Competitive kids: Why is winning so important?

Last Updated on August 1, 2017 by HodgePodgeDays

Why is winning so important? Over the past few months I’ve noticed a creeping change in my six year old son. He seems increasingly competitive and talks more and more about winners and losers. Neither me or his dad are particularly competitive, nor are we especially prone to winning things. We’ve rationalised our collective failure to win gold, silver or bronze in anything by making sure whatever potentially competitive activity we are taking part in, that we mostly do it for fun or for the simple joy of taking part. So where has this obsession with winning come from?
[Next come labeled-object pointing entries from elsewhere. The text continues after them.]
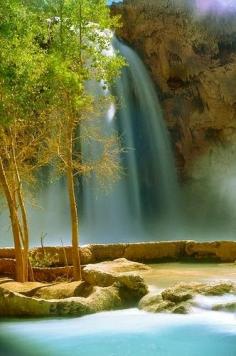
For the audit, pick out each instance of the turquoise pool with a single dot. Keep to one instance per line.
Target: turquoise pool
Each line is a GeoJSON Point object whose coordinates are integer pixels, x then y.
{"type": "Point", "coordinates": [122, 333]}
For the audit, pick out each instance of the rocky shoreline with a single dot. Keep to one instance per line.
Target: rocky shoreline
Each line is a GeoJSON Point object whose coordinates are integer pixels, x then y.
{"type": "Point", "coordinates": [190, 251]}
{"type": "Point", "coordinates": [106, 286]}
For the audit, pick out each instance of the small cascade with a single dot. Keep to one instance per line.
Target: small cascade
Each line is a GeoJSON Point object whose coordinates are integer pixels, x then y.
{"type": "Point", "coordinates": [145, 199]}
{"type": "Point", "coordinates": [143, 204]}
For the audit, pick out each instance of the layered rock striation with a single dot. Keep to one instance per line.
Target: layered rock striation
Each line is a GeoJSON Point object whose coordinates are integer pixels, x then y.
{"type": "Point", "coordinates": [192, 60]}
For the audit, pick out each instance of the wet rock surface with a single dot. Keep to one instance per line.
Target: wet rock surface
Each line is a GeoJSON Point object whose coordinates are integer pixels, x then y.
{"type": "Point", "coordinates": [180, 299]}
{"type": "Point", "coordinates": [192, 61]}
{"type": "Point", "coordinates": [106, 286]}
{"type": "Point", "coordinates": [215, 251]}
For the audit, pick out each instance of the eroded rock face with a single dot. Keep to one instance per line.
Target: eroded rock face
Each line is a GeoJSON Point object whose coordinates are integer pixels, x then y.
{"type": "Point", "coordinates": [122, 272]}
{"type": "Point", "coordinates": [107, 286]}
{"type": "Point", "coordinates": [180, 298]}
{"type": "Point", "coordinates": [193, 63]}
{"type": "Point", "coordinates": [16, 304]}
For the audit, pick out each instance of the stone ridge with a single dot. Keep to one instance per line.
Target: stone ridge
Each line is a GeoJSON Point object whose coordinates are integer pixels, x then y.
{"type": "Point", "coordinates": [192, 61]}
{"type": "Point", "coordinates": [216, 251]}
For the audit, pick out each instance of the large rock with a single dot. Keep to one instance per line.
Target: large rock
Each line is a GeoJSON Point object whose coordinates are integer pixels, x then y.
{"type": "Point", "coordinates": [223, 251]}
{"type": "Point", "coordinates": [227, 307]}
{"type": "Point", "coordinates": [50, 274]}
{"type": "Point", "coordinates": [63, 290]}
{"type": "Point", "coordinates": [119, 271]}
{"type": "Point", "coordinates": [193, 63]}
{"type": "Point", "coordinates": [16, 304]}
{"type": "Point", "coordinates": [161, 251]}
{"type": "Point", "coordinates": [28, 288]}
{"type": "Point", "coordinates": [180, 298]}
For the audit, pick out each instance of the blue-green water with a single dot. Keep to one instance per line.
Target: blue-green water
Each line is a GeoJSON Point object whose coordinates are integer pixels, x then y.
{"type": "Point", "coordinates": [122, 333]}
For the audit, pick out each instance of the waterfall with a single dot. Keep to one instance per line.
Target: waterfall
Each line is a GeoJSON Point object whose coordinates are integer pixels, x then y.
{"type": "Point", "coordinates": [143, 203]}
{"type": "Point", "coordinates": [145, 199]}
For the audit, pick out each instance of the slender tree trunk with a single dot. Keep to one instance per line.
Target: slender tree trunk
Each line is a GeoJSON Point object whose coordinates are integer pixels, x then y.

Driving down the motorway and Ben is cheering for his dad like he’s Lightening McQueen in a big race, instead of a man taking his family on holiday. At our first Dog Show yesterday there were fat tears of disappointment when our dog didn’t win a rosette in a category. I spent much of my afternoon explaining over and over that it was just for fun, that just because the judge doesn’t think Penny is the scruffiest dog there, doesn’t mean she’s no good, because she will always be a winner to us.

Life seems to be constantly divided into winners and losers. It’s so black and white with him it’s disheartening. We’ve never really let him win games just because of his age, life is filled with minor wins and losses, and games are a good way to experience a minor win or a small loss in a reasonably controlled way. We played Snakes & Ladders in the pub on Sunday, having to explain over and over that it’s a game of luck and not skill was tiresome. Having to tell him over and over that luck will see him climb a ladder as much as luck would see him slither down a snake. More tears of outrage and injustice at the thought of losing, which eventually dried when luck made him the winner of the game.
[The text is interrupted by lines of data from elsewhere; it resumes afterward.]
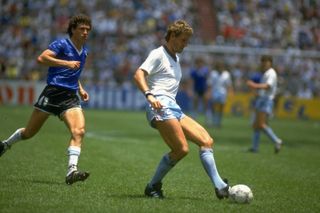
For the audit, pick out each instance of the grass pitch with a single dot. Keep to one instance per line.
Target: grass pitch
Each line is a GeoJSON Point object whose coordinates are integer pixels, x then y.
{"type": "Point", "coordinates": [121, 152]}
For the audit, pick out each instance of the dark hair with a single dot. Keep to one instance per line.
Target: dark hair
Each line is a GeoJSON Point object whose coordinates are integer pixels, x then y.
{"type": "Point", "coordinates": [76, 20]}
{"type": "Point", "coordinates": [266, 58]}
{"type": "Point", "coordinates": [178, 27]}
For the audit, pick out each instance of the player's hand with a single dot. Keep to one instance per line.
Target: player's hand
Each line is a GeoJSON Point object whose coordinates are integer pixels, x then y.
{"type": "Point", "coordinates": [73, 65]}
{"type": "Point", "coordinates": [84, 95]}
{"type": "Point", "coordinates": [155, 103]}
{"type": "Point", "coordinates": [250, 83]}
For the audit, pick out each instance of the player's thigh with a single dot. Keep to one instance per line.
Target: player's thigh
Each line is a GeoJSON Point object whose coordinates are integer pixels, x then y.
{"type": "Point", "coordinates": [195, 132]}
{"type": "Point", "coordinates": [74, 118]}
{"type": "Point", "coordinates": [261, 119]}
{"type": "Point", "coordinates": [172, 133]}
{"type": "Point", "coordinates": [35, 122]}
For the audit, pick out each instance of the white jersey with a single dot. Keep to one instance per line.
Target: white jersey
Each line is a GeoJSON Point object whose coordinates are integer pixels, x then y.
{"type": "Point", "coordinates": [164, 73]}
{"type": "Point", "coordinates": [219, 82]}
{"type": "Point", "coordinates": [270, 78]}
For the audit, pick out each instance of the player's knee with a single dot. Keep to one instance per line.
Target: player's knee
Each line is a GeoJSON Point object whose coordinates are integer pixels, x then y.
{"type": "Point", "coordinates": [182, 152]}
{"type": "Point", "coordinates": [25, 134]}
{"type": "Point", "coordinates": [207, 142]}
{"type": "Point", "coordinates": [78, 132]}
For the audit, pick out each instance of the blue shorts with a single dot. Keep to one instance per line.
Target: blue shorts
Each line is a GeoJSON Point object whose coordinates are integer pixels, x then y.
{"type": "Point", "coordinates": [219, 97]}
{"type": "Point", "coordinates": [263, 104]}
{"type": "Point", "coordinates": [170, 110]}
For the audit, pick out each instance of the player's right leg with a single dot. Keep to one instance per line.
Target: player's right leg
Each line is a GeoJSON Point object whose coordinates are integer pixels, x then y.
{"type": "Point", "coordinates": [75, 121]}
{"type": "Point", "coordinates": [172, 133]}
{"type": "Point", "coordinates": [197, 134]}
{"type": "Point", "coordinates": [36, 121]}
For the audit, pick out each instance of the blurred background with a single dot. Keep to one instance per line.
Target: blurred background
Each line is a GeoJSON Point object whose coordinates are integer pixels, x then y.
{"type": "Point", "coordinates": [234, 33]}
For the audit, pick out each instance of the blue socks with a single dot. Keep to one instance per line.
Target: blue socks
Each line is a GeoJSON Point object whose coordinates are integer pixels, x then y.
{"type": "Point", "coordinates": [208, 162]}
{"type": "Point", "coordinates": [271, 134]}
{"type": "Point", "coordinates": [165, 165]}
{"type": "Point", "coordinates": [256, 140]}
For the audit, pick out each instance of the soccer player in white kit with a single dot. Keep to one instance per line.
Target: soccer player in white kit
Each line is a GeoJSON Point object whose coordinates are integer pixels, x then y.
{"type": "Point", "coordinates": [264, 104]}
{"type": "Point", "coordinates": [220, 84]}
{"type": "Point", "coordinates": [158, 78]}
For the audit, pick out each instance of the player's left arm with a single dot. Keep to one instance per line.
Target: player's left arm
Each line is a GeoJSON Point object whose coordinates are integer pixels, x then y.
{"type": "Point", "coordinates": [254, 85]}
{"type": "Point", "coordinates": [83, 93]}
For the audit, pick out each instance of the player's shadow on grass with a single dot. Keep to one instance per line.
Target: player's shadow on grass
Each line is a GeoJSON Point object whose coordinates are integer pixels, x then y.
{"type": "Point", "coordinates": [142, 196]}
{"type": "Point", "coordinates": [47, 182]}
{"type": "Point", "coordinates": [34, 181]}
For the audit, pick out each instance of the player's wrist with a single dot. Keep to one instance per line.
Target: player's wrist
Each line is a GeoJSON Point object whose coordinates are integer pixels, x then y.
{"type": "Point", "coordinates": [147, 93]}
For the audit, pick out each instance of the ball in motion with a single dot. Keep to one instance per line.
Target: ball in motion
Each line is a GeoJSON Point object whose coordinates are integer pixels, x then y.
{"type": "Point", "coordinates": [240, 194]}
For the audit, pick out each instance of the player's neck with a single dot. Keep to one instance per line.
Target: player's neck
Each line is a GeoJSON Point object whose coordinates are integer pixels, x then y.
{"type": "Point", "coordinates": [76, 43]}
{"type": "Point", "coordinates": [171, 53]}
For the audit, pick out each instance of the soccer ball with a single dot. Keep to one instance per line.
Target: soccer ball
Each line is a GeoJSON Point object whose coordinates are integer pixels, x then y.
{"type": "Point", "coordinates": [240, 194]}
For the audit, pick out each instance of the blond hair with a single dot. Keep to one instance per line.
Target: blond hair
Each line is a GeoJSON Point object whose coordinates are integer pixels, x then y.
{"type": "Point", "coordinates": [178, 27]}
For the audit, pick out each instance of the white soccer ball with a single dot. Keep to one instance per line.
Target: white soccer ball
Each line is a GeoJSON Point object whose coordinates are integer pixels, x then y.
{"type": "Point", "coordinates": [240, 194]}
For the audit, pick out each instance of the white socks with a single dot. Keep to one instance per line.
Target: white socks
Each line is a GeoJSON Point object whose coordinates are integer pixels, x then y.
{"type": "Point", "coordinates": [73, 153]}
{"type": "Point", "coordinates": [15, 137]}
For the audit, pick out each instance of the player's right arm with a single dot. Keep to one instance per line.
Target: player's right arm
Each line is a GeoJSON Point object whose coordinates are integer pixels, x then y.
{"type": "Point", "coordinates": [140, 80]}
{"type": "Point", "coordinates": [48, 58]}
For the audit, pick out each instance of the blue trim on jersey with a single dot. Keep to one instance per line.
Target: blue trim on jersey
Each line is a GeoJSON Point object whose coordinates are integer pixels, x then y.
{"type": "Point", "coordinates": [63, 76]}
I do things because I like doing them, not because I necessarily want to be the best at them. My husband runs, not because he’s fitter, stronger or faster than anyone else running alongside him, but because he likes it. Maybe our attitude speaks volumes about our lives. Maybe we’re just too content with who we are and what we do to be competitive. I don’t feel like I’ve got anything to prove to anyone but myself and my boys. 

Winning is important in life, I’m not going to argue against that. But life is always a mixture of win some, lose some and we’re trying to raise him to understand that. A child who strives only to win but doesn’t appreciate or enjoy the game is never going to be truly fulfilled, and since there can usually only be one winner, that child is likely to be disappointed at some stage. 

I’ve always felt that comparing myself against other people will almost always lead to disappointment. I try to only be competitive with myself. Can I do better? How can I do better? What target shall I set myself this month?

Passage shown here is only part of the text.